This study used the SEER*Stat software (version 8.4.2; https://seer.cancer.gov/SEER). IMPC patients diagnosed between 1998 and 2019 were first located in the SEER database. International Classification of Diseases (ICD) code O-3 morphology 8507/3, 2) IMPC as the sole or initial primary tumour with histological confirmation, 3) comprehensive clinicopathological and follow-up data, and 4) known causes of mortality and survival times were the inclusion criteria. The following were the exclusion criteria: (1) unidentified race; (2) unidentified histological grade; (3) unidentified clinical stage; (4) unidentified ER status; (5) unidentified PR status; and (6) unidentified cause of death; and (7) records with missing values.

Data collection

A detailed patient selection workflow is shown in Fig. 1. After excluding patients with incomplete information, 1123 patients with IMPC were enrolled in the study and randomly assigned to training and validation cohorts at a 80:20 ratio. The variables included patient age, race, year of diagnosis [18, 19], marital status, primary tumour site, histology, TNM stage, surgical status, radiotherapy status, and chemotherapy status. The primary endpoints were overall survival (OS) and disease-specific survival (DSS). The OS was defined as the period from the patient’s diagnosis to their death (the last follow-up visit was the time to death for patients who were lost to follow-up before their death). The duration between an IMPC-caused diagnosis and death was designated as the DSS.

Fig. 1
figure 1

The workflow of the patient selection process. ByFigdraw (ID: TUPSY555de)

Statistical analysis

R Studio software was used to screen for statistically significant variables (P < 0.05 was considered statistically significant) in the univariate Cox regression models. Multivariate Cox regression analyses were performed to determine independent prognostic indicators, risk ratios, and 95% confidence intervals (CIs) related to DSS and OS.

Survival curves were generated using the Kaplan-Meier method, and the log-rank test was used to determine differences in the demographic and clinical characteristics of patients with IMPC. Factors associated with the outcome were determined using Cox proportional risk regression models to determine the hazard ratios (HRs) associated with 95% CIs. Statistical analyses were performed using SPSS (version 26.0; IBM, Armonk, New York, United States), and P-values < 0.05 were considered statistically different. In addition, we compare the performance of the AJCC7 TNM staging model based on the Cox proportional hazards regression model. Ten categorical indicators were gathered, including year, age, HER2, primary site, race, chemotherapy, ER, PR, Surgery, and Radiation to create a machine learning model for predicting the 5-year survival (Fig. 1).
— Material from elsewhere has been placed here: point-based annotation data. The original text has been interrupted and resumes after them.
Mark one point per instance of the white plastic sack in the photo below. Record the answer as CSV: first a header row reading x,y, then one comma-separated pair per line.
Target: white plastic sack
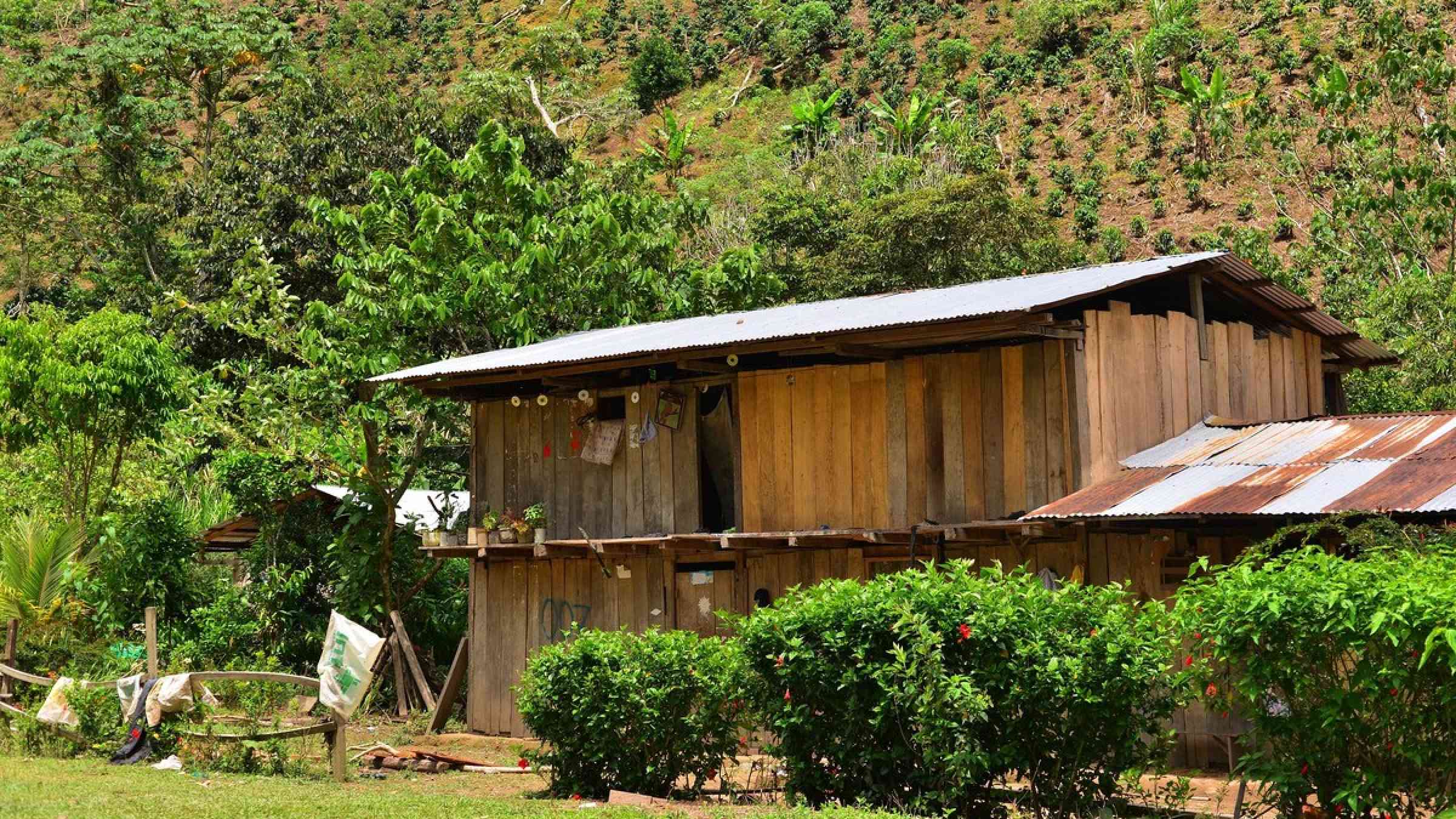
x,y
347,665
175,693
56,710
129,690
The package of “MissForest” was used to impute missing values in the data set. Out of all the patients recruited, 1.8 per 1,000 (n = 2) were excluded because of unknown primary site, 2.7 per 1,000 (n = 3) had missing information about the histologic type, and 1.8 per 1,000 (n = 1) lacked surgical treatment information. The “MissForest” algorithm performed well because the percentage of missing values was far lower than the severe missingness cut-off value of 75% [20]. In this study, we developed a machine learning-based model to predict the 5-year survival of patients with invasive micropapillary carcinoma (lMPC) using data from the SEER database. The study design and reporting were guided by the TRlPOD (Transparent Reporting of a multivariable prediction model for Individual Prognosis Or Diagnosis) guidelines to ensure transparency and reproducibility [21]. Various machine learning algorithms were evaluated for their predictive performance. Prior to developing the machine learning model, a 80:20 randomisation process was used to separate all patients with invasive breast cancer into training and test groups. Five machine learning algorithms — support vector machine (SVM), k-nearest neighbour (KNN), Random Forest, Extra Trees, and eXtreme Gradient Boosting (XGBoost) — were employed in our investigation. For each model, a 10-fold internal cross-validation was used to identify the ideal parameters that yielded the best level of accuracy. The detailed information about five machine learning algorithms was showed in the Supplement 1. A test set was used to assess each machine learning algorithm’s performance using metrics for sensitivity, accuracy, precision, Negative Predictive Value (NPV), and area under the curve (AUC) of the subjects’ working characteristics. All analyses were conducted using Python (version 3.8; Python Software Foundation, Wilmington, Delaware, United States).

Results

Study population

The baseline clinical characteristics of the patients are presented in Table 1. Overall, 1123 eligible patients were included in our study. Of these, 639 (56.9%) and 484 (43.1%) were aged < 65 years and ≥ 65 years, respectively. There were 863 (76.8%) and 107 (9.5%) White and Black participants, respectively. TNM staging was distributed as follows: 513 (45.7%) cases were stage I, 369 (32.9%) cases were stage II, 186 (16.6%) cases were stage III, and 35 (3.1%) cases were stage IV. HR+/HER2- was the most common IMPC histological type, followed by HR+/HER2 + in 14% of cases; triple-negative breast cancer was the least common type. Additionally, registered patients tended to receive localised treatments, including surgery (no surgery: n = 70 [6.2%] vs. mastectomy: n = 1051 [93.6%]) and radiation therapy (no radiotherapy: n = 447 [39.8%] vs. radiotherapy: n = 676 [60.2%]), whereas approximately the same proportion of patients were treated with and without chemotherapy (no chemotherapy: n = 593 [52.8%] vs. chemotherapy: n = 530 [47.2%]).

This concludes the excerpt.